By Heather Seltzer, field school student from SUNY Binghamton
On Sunday, we took a break from excavating and lab work and headed to the Gila Cliff Dwellings National Monument. After being decently shook up on the long bumpy road, we piled out of the van. Before we went to tour the Mimbres-Mogollon site or see the cliff dwellings, the gift shop caught our eyes. At the gift shop, three of us were inducted into being junior rangers by purchasing awesome vests. Next, the National Park volunteer toured us around the most intact Mimbres site, TJ Ruin. Before the tour began we were distracted by the whirling of a helicopter taking off with supplies for a wildfire over the mountain. Eventually the helicopter left and we walked around the site, locating the features and pottery sherds.
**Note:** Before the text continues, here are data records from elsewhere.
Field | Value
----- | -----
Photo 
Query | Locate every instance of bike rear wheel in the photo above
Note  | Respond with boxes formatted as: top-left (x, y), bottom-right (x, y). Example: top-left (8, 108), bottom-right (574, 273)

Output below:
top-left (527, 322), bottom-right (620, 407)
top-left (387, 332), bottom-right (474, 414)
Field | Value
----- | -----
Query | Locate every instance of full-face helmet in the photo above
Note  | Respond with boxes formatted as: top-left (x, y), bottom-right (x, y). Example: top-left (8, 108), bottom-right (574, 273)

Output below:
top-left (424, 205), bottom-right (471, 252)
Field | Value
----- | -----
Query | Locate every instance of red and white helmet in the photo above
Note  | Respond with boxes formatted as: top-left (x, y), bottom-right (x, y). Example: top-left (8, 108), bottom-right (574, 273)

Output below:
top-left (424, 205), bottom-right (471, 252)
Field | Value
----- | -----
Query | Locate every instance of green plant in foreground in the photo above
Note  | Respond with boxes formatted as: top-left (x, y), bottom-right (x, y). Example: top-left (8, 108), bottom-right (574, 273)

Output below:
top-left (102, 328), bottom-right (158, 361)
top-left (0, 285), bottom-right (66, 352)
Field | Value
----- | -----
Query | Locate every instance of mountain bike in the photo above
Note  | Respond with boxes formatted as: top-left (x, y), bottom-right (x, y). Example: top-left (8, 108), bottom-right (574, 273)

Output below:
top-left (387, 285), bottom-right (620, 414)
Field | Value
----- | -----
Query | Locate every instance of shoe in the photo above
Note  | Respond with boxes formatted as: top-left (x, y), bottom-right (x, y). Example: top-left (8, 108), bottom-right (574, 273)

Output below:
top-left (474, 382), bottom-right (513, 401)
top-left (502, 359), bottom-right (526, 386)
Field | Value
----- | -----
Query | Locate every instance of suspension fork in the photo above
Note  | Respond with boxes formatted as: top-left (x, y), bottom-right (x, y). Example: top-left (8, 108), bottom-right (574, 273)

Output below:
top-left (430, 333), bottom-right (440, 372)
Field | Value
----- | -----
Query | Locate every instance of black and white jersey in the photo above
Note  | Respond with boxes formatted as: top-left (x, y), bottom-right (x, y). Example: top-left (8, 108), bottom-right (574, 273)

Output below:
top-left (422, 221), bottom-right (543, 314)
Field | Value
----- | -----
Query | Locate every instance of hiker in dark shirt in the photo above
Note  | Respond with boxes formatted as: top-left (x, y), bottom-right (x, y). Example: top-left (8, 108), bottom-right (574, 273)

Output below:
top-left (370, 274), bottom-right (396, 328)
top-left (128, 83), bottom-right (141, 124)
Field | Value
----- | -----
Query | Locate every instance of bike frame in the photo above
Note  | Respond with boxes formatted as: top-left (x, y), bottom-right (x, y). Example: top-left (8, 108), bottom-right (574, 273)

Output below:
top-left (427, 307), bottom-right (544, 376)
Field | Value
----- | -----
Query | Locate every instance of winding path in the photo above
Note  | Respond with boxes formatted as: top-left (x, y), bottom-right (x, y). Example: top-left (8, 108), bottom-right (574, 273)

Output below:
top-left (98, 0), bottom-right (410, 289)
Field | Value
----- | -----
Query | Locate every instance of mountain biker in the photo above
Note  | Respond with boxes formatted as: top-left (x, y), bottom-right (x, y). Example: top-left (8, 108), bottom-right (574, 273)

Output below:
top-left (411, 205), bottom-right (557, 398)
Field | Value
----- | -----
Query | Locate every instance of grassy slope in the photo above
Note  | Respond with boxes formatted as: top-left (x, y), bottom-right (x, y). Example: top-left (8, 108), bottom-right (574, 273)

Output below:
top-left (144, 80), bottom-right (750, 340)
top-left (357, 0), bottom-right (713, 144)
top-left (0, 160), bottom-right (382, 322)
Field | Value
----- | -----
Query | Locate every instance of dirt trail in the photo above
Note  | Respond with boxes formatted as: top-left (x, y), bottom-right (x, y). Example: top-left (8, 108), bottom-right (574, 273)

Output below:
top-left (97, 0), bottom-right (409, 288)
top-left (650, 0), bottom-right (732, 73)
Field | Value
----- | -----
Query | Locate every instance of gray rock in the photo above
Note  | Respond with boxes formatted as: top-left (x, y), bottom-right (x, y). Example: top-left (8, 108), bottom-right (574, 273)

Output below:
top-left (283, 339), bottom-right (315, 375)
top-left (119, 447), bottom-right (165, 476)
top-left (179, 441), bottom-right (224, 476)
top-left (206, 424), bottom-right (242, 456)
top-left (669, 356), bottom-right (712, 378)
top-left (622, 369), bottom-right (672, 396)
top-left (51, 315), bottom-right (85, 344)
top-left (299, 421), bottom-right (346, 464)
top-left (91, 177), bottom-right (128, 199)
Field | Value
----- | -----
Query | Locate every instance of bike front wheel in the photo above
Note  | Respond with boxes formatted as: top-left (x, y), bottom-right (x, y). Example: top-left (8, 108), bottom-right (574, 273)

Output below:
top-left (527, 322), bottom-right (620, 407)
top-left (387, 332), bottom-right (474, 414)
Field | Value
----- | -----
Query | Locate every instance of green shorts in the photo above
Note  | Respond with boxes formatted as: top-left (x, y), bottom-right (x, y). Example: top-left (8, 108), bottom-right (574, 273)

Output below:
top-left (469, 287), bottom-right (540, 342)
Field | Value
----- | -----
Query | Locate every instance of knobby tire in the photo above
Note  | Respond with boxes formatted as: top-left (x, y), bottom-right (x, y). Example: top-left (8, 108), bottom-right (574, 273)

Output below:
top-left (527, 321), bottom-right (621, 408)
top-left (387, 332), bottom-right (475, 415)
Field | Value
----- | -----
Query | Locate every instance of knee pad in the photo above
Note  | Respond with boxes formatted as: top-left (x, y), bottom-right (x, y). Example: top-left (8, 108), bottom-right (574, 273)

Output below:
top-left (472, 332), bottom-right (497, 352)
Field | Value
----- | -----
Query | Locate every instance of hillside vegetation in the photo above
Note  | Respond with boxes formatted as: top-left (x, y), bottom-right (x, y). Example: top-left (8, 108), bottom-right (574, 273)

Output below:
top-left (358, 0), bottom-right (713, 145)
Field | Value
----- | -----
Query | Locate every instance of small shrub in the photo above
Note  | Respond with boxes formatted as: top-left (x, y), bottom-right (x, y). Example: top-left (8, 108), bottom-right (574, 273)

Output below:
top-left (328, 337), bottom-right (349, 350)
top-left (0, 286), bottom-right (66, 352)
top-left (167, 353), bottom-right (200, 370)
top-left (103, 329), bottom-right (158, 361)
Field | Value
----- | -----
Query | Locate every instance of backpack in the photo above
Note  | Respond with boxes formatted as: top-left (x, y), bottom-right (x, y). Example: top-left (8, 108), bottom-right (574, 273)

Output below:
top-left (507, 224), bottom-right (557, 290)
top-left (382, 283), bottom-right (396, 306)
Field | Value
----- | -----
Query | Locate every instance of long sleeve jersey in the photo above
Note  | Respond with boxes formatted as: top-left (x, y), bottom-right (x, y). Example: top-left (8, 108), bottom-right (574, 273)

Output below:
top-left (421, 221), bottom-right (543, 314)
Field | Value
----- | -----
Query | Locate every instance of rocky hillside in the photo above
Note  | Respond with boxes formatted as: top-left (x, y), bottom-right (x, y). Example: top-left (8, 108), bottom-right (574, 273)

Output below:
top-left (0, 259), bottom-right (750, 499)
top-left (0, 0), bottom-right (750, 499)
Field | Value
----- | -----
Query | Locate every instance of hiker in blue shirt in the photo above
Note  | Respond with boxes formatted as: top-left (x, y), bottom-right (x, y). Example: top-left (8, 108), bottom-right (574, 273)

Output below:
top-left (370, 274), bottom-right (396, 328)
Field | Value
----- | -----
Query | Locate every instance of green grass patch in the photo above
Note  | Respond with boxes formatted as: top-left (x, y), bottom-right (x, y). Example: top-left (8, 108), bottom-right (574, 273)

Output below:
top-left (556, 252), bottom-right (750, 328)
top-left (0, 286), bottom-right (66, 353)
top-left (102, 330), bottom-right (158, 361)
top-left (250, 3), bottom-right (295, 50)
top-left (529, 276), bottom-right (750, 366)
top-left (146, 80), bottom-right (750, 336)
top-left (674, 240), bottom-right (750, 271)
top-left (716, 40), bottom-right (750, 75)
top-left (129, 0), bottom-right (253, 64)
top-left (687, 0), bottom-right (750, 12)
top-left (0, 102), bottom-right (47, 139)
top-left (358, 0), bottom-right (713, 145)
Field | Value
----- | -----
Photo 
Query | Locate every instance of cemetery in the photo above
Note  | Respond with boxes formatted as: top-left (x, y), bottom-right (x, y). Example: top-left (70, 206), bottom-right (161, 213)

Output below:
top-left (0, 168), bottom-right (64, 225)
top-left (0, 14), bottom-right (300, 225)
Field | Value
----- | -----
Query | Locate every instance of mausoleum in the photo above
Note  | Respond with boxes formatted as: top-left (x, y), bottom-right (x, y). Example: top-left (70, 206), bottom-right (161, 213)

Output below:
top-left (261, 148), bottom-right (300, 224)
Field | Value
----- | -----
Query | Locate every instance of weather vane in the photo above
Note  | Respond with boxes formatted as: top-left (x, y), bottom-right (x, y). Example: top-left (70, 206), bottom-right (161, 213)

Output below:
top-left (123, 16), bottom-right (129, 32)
After lunch we headed over to the cliff dwellings which date to between A.D. 1275 and 1300. Starting the trail to the dwellings, I could not wait to reach the end. I remembered my grandpa telling me about his trip to the dwellings and being amazed when he finally saw the dwellings in the cliff. Snaking back and forth over bridges and through the cliffs we finally emerged at a break in the trees. I stopped to put more sunscreen on my pale skin and almost did not even realize I could see the dwellings across the cliff.
The dwellings were tucked into the cliff face. Having learned about the dwellings in my anthropology class last fall semester, I was excited to see them at last. Walking into the cave the coolness of the cave contrasted with the hot sun outside. I could see why the Mogollon people would want to live in the alcove of the cliff for protection from elements and as a defensive strategy. The rooms were constructed around the cliff walls and looked well planned out. Up and down ladders we went to discover the different uses of the rooms. After a close encounter of a rattlesnake kind we hiked back down and returned back to Mule Creek.